J’ai rejoint le Mouvement du Nid, et je participe activement à la prévention. L’éducation est essentielle. Mais pour dissuader les clients, elle ne me paraît pas suffisante. À mon niveau, je sais que la loi, l’interdit, aurait été un appui. On peut difficilement faire de la prévention éducative et ne pas l’assortir d’une sanction. C’est une question de cohérence. Pour moi, la loi doit dire clairement : vous n’avez pas le droit d’acheter ou de louer le corps d’autrui, ceci même avec son consentement.
C’est pour cette raison qu’après mùres réflexions, je me positionne en faveur d’une pénalisation des clients. Aujourd’hui la loi reconnaît la violence routière. Même si on peut s’interroger sur le bien fondé des radars fixes, il était nécessaire que la société envoie un message fort et cohérent en accord avec la prévention, qu’elle mette en garde sur les risques — la mort n’arrive pas qu’aux autres tout comme la prostitution ne concerne pas que les autres. Je pense aussi au massacre des éléphants. Il fallait interdire le commerce de l’ivoire. Si la loi n’a pas stoppé à 100 % les tueries, elle a quand même paralysé le système.

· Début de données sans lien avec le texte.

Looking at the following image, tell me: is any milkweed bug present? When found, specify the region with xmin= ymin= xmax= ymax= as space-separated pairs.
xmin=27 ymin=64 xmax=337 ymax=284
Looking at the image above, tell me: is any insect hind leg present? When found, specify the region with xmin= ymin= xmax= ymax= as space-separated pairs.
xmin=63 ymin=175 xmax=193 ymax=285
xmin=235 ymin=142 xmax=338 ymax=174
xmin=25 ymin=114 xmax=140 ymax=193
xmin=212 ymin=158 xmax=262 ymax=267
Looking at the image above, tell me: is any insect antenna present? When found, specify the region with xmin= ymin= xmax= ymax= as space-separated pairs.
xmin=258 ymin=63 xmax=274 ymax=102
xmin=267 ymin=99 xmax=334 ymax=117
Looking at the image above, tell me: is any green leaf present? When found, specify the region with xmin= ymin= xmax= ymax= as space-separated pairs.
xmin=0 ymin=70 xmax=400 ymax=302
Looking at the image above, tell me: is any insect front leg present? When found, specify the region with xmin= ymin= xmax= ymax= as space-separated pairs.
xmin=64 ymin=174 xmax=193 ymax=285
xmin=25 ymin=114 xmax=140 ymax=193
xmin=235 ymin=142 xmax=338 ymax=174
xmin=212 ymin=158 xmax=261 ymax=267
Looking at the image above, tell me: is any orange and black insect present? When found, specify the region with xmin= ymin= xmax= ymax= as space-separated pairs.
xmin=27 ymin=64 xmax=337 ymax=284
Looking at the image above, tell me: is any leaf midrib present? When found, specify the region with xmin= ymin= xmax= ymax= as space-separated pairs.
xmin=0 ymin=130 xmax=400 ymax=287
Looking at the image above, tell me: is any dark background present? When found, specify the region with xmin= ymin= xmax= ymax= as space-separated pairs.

On peut imaginer différentes formes de sanctions. Pourquoi pas l’obligation de participation à des groupes de parole avec des associations et des personnes prostituées sorties du milieu qui disent la réalité de leur vécu, un peu sur le modèle des Alcooliques anonymes ? Ou une sanction pécuniaire ? Des travaux d’intérêt général ? Il faudrait réfléchir à cela avec des juristes.
Tout est possible. Après tout, l’esclavage a disparu, ce qui était incroyable il y a deux siècles. La peine de mort également ; et le « devoir conjugal »… Ce qui était considéré comme du consentement — les rapports forcés dans le mariage — est devenu un viol conjugal.

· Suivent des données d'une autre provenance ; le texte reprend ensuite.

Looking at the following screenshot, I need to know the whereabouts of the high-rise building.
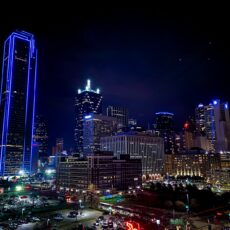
[74,80,102,153]
[56,138,64,153]
[196,100,230,152]
[34,115,48,157]
[0,31,37,176]
[155,112,175,154]
[83,113,117,155]
[106,106,128,128]
[195,104,205,136]
[128,118,137,126]
[101,132,164,176]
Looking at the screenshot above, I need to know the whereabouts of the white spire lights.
[77,79,100,94]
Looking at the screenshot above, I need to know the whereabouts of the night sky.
[0,5,230,148]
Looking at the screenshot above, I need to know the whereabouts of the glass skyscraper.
[74,80,102,153]
[0,31,37,176]
[156,112,175,154]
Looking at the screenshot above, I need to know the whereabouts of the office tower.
[56,138,64,153]
[155,112,175,154]
[195,104,206,136]
[83,113,117,155]
[101,132,164,176]
[196,100,230,152]
[0,31,37,176]
[128,118,137,126]
[106,106,128,128]
[74,80,102,153]
[34,115,48,157]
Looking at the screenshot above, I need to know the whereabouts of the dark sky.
[0,4,230,151]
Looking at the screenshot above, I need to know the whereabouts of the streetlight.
[109,206,112,215]
[186,193,189,214]
[15,185,23,192]
[79,200,82,208]
[22,208,25,217]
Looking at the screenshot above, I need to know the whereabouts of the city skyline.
[0,7,230,147]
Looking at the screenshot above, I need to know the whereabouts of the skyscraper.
[74,80,102,153]
[195,104,205,136]
[34,115,48,157]
[83,113,117,155]
[0,31,37,176]
[196,100,230,152]
[106,106,128,128]
[156,112,175,154]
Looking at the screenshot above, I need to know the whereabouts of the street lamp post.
[186,193,190,214]
[22,208,25,218]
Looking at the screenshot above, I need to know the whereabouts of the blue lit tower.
[74,80,102,153]
[155,112,175,154]
[0,31,37,176]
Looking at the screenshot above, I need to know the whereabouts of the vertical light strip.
[0,37,10,174]
[30,50,38,173]
[22,38,31,170]
[3,35,14,173]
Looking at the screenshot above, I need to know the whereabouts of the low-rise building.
[57,152,142,190]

Aujourd’hui, on invoque le consentement pour tout justifier. Aussi bien la prostitution que l’euthanasie. Mais c’est facile d’amener quelqu’un à « consentir ». Mon expérience d’accompagnement des personnes en fin de vie m’a appris que les demandes d’euthanasie ne sont que rarement des demandes de mort. Avec un bon accompagnement, cette demande disparaît dans la majorité des cas. Aujourd’hui, au nom du consentement, en voulant défendre la prostitution, on valide les violences extra-conjugales tout en en prétendant lutter contre les violences conjugales.
Ce que je souhaite, c’est que plus personne n’imagine qu’il est normal d’acheter ou louer tout ou partie d’un corps pour satisfaire ses propres désirs. Ce à quoi j’aspire, c’est de vivre dans une société qui établisse clairement comme fondation d’une sexualité épanouissante le désir partagé. Pour moi, l’avenir réside dans le fait de faire reconnaître les rapports sexuels non désirés comme une violence, la prostitution en étant après le viol l’extrême expression ; de faire prendre conscience que le moteur essentiel de ce système, ce sont les clients, sans lesquels la prostitution ne peut exister.